3 Jean-José Richer, « Paris est toujours Paris », Cahiers du cinéma, n° 19, janvier 1953.
4 Introduction au texte du scénario original du film, édité par la commune de Gorizia, 1987.

5 Jacqueline Fabre, « Pour Luciano Emmer Paris n’est pas la ville de toutes les perditions », Libération, 2 décembre 1952.
6 Jean Fayard, « Paris est toujours Paris », Paris Comoedia, 2 décembre 1952.
7 Louis Chauvet, « Paris est toujours Paris », Le Figaro, 2 décembre 1952.

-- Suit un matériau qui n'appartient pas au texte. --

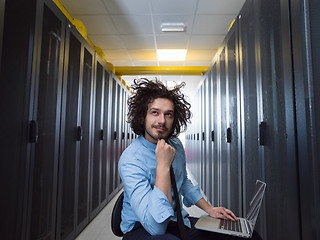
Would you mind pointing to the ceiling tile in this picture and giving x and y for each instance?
(200, 55)
(169, 41)
(127, 6)
(212, 24)
(145, 63)
(98, 24)
(143, 55)
(128, 24)
(84, 7)
(118, 55)
(206, 41)
(138, 41)
(171, 63)
(173, 7)
(232, 7)
(107, 42)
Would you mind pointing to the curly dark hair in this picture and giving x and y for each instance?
(146, 91)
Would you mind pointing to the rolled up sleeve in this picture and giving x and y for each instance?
(150, 204)
(191, 194)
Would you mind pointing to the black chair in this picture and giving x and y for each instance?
(116, 216)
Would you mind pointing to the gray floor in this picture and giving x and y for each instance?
(99, 228)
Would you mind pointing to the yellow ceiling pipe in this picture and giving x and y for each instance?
(162, 70)
(83, 31)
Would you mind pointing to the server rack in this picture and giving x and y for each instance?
(253, 120)
(56, 99)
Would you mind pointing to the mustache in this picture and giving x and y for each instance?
(160, 126)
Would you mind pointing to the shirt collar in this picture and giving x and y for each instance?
(151, 146)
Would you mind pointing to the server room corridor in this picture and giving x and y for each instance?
(251, 69)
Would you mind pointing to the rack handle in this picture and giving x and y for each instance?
(228, 135)
(262, 133)
(79, 133)
(33, 131)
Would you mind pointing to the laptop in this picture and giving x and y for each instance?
(244, 226)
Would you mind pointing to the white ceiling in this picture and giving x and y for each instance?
(128, 31)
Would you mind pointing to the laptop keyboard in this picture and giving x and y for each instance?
(230, 225)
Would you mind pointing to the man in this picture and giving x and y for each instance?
(158, 115)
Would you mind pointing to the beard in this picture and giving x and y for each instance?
(156, 135)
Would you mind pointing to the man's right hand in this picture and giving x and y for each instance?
(164, 154)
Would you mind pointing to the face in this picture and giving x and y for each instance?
(159, 120)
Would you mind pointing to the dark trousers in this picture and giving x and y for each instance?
(139, 233)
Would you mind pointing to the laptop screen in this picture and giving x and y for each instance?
(256, 202)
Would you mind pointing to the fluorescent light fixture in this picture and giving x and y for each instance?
(171, 54)
(173, 27)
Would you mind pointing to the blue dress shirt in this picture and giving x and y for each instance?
(143, 201)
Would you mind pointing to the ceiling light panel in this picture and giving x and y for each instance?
(173, 27)
(171, 54)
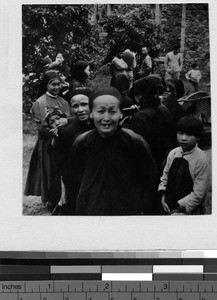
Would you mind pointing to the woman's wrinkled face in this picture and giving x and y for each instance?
(59, 58)
(56, 121)
(87, 71)
(168, 96)
(106, 114)
(54, 86)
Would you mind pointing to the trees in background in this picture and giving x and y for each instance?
(93, 32)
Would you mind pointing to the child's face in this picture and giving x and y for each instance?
(87, 70)
(106, 114)
(56, 121)
(186, 141)
(54, 87)
(80, 107)
(59, 58)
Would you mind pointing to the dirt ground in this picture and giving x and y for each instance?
(32, 205)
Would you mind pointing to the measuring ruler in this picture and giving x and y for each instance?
(108, 290)
(106, 276)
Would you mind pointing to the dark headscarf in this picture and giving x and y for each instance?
(105, 91)
(54, 111)
(177, 87)
(80, 91)
(77, 71)
(47, 78)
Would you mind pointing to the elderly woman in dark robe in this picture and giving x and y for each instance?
(112, 169)
(43, 167)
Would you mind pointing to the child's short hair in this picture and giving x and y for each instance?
(105, 91)
(176, 47)
(190, 125)
(54, 110)
(194, 65)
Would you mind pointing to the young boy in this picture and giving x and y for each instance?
(194, 77)
(186, 175)
(112, 169)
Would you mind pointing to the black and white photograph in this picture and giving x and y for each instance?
(108, 125)
(116, 109)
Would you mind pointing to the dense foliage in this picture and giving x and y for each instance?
(49, 29)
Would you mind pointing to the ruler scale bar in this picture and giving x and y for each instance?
(107, 276)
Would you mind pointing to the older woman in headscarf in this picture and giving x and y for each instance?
(43, 167)
(153, 121)
(174, 90)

8 Claude Garson, « Paris sera toujours Paris », L’Aurore, 3 décembre 1952.
9 L. Chauvet, « Paris est toujours Paris », déjà cité.
10 J. Thévenot, « Paris est toujours Paris : et l’Italie notre chère sœur latine », déjàcité.

Ce film n’aura fait qu’une trop brève réapparition sur les écrans parisiens. J’espère que nous aurons l’occasion de le revoir, au moins grâce à une réédition en DVD! Je vais me renseigner auprès de Paola Palma et vous tiendrai au courant.